| There is some discussion on why the Postgres team dislikes query hints here: https://wiki.postgresql.org/wiki/OptimizerHintsDiscussion But perhaps I also have some practical advice to try. I had a similar issue: I have a few tables with sensor data, 300-500 million rows, indexed among other things by event type. Some counting queries kept defaulting to full table scans. It turned out that this was because of limited statistics on the distribution of counts by event type. The default_statistics_target config parameter sets how many entries Postgres keeps in the histogram of possible values per column, the default is 100 I think. Because my event types were not evenly distributed, the less frequent ones were missing from the statistics histogram altogether, and somehow this resulted in bad query plans. As a fix, I upped the default_statistics_target to 1000, and to set it to 5000 for the biggest tables.
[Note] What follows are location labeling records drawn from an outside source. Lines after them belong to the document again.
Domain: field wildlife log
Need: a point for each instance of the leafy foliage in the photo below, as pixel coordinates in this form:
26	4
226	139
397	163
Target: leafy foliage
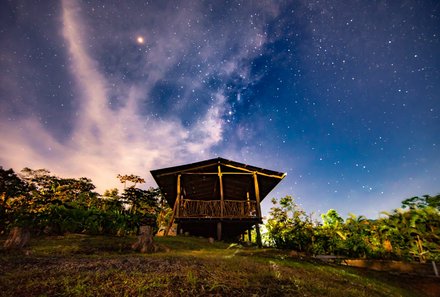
46	203
412	234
Then after a vacuum analyze, the query planner started making sensible choices. Another thing to try is perhaps reducing the random_page_cost config parameter from it's default of 4.0. On SSDs, random page costs are much closer to 1 than they are 4 (compared to long sequential reads). |
My problem is not that PostgreSQL does not understand the distribution of my data. It does. The problem is that it comes up with a query plan without realizing that I'm only querying for a very small range of timestamps.
If this happens again, I'll have to try rewriting code to send it queries with hard-coded timestamps, cross fingers and pray. I find prayer quite essential with PostgreSQL sometimes because as ineffective as it is, at times I've got nothing else.